Airbus is in the late stages of negotiations to build an assembly line for its A320 passenger plane in China, a landmark deal that would significantly lift its prospects for business there.
Producing European planes in China would open a new front in the battle between Airbus and Boeing for the world's next great aviation market, as well as underscore the growing role of state enterprises in the global economy.
Four Chinese cities are vying for the line, which would produce up to four A320's a month, in cooperation with Chinese state-owned aerospace manufacturers, industry experts said. The A320 is a short-haul jet that serves primarily domestic routes, which are booming across China.

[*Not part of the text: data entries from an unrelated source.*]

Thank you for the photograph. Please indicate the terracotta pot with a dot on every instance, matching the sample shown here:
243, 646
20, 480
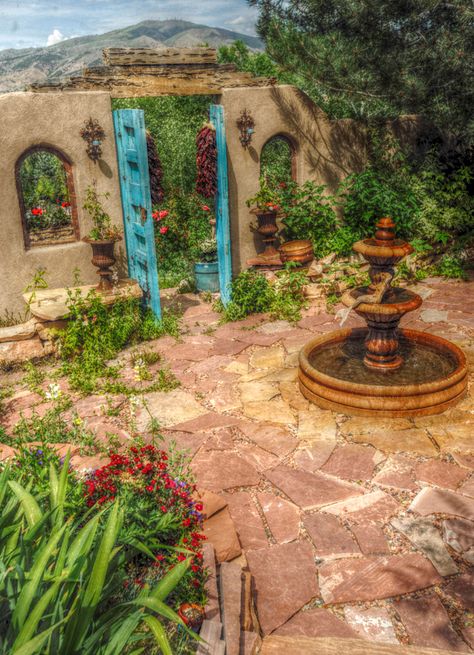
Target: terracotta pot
300, 251
103, 258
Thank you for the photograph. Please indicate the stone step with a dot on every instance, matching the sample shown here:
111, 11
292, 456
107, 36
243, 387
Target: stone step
333, 646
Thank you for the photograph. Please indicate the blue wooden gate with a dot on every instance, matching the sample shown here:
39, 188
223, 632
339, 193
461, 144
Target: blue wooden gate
222, 205
130, 138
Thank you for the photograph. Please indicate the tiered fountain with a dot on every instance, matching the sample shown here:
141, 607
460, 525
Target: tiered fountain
382, 370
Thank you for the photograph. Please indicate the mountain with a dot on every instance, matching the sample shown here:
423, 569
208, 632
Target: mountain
21, 67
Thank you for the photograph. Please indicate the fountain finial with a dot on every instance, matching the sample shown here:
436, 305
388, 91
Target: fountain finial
385, 233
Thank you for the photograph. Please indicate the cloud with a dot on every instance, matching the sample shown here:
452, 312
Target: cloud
55, 37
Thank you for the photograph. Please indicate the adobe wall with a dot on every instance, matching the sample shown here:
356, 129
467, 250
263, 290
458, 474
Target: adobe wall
55, 119
325, 151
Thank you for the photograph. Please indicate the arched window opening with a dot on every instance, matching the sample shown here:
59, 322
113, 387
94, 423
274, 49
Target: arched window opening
47, 198
277, 161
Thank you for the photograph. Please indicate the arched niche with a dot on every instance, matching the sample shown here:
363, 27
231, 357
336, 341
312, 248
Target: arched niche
45, 187
278, 160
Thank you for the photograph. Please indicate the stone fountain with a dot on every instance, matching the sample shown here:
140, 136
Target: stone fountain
382, 370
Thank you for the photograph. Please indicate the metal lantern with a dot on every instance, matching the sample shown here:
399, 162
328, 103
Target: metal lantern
93, 134
246, 125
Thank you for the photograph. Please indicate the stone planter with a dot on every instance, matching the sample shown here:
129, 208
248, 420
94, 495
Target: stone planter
103, 258
300, 251
207, 276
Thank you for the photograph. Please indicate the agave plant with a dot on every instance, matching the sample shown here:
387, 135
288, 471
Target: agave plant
60, 581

On the short list for the project, these experts said, are Tianjin, a port near Beijing; Xian, an aircraft-manufacturing center; Shanghai, once the site of a McDonnell Douglas assembly plant, since closed; and Zhuhai, a port near Hong Kong.
While some analysts said Tianjin appeared to have an edge and Zhuhai was the dark-horse candidate, two senior executives close to Airbus said the competition was still undecided. The executives said they could speak only anonymously because of the delicacy of the negotiations. Airbus and the Chinese government are expected to make a final decision some time this summer.
The collaboration between a government-subsidized company from Europe and state-owned aircraft manufacturers in China would be a dramatic example of the new prominence of state enterprises worldwide -- a development that has worried some critics in the US.
The recent flap over a Dubai-controlled company that was blocked from acquiring the operations of six US ports illustrates the political sensitivities of such cases. The company, DP World, defused an outcry in the US Congress by agreeing to divest itself of its US holdings.
Aircraft technology has long raised security concerns in the US because of its capacity for military use. Putting an assembly line in China would aggravate those concerns, analysts said.
"Any major investment in Chinese production facilities by Airbus will be used in the US Congress to demonstrate a dangerous looseness in the sharing of sensitive technology," said Loren Thompson, a military analyst at the Lexington Institute, a policy lobbying group in Arlington, Virginia.
"No matter what they say," he added, "it is one step further down the path toward Chinese technology parity with the West."
Airbus, owned by an alliance of European aerospace companies and based in Toulouse, France, has said it is well aware of these arguments, but that a final assembly line in China would not pose a danger.
Publicly, Airbus has said only that it is considering a number of Chinese cities for a plant that would produce A320's. But it has not said which cities, nor has it committed itself to an agreement.
The plant would essentially clamp together parts of the A320, a small fraction of the manufacturing process. More than half the components, including technology-rich elements like the cockpit, would be produced in Europe and flown to China. The two senior executives close to Airbus said that the portion of work at the assembly plant would represent 4 percent to 5 percent of the value of the aircraft.
Even some traditionally sharp critics of China, like Larry Wortzel, the chairman of the US-China Economic and Security Review Commission, said the final assembly of A320's in China would be unlikely to transfer militarily important technology to the Chinese.
If anything, he said in an interview, it might teach China's aviation industry better quality control.
The transfer of secrets for the fabrication of high-grade alloys for jet engine manufacture or of certain composite materials -- not moves that Airbus has said it would consider -- would be more of an issue.
"It would not pay to transfer that technology to China, but assembly -- I don't have a problem with that," Wortzel said.
Airbus has put China at the center of its expansion plans, aiming to capture half of a market that it thinks could nearly double, to 1,790 aircraft, by 2022. Airbus has 344 planes in service in China, Hong Kong and Macao, but Boeing still dominates, with nearly two-thirds of the market.
In December, China placed an order for 150 A320's with a list price of close to US$10 billion. China and Airbus announced the order during a visit to France by Chinese Premier Wen Jiabao (溫家寶) when Airbus pledged to consider the production line.
Analysts interpreted the announcement as a quid pro quo, showing the lengths to which Airbus has had to go to break into the Chinese market, despite being active there since 1985.
For Europe, Airbus is also a potent tool to cultivate commercial ties with China. Chinese leaders and French President Jacques Chirac have celebrated visits to each other's capitals by signing aircraft deals.
Beyond the assembly line, Airbus has pledged to buy more aircraft parts from Chinese manufacturers, increasing its procurement to US$120 million a year by 2010 from US$14.5 million in 2003. Airbus and the China Aviation Industry Corp (
Analysts said, however, that Airbus might not gain much profit from assembling a plane like the A320 in China. Single-aisle planes tend to have thinner profit margins, and less advanced technology, than twin-aisle planes like the new A380 super-jumbo or Boeing's 787 and 747.
The demand for planes in China is so strong, said a person close to Airbus, that it could run its Chinese assembly line at full throttle and still have to supply A320s from its European factories.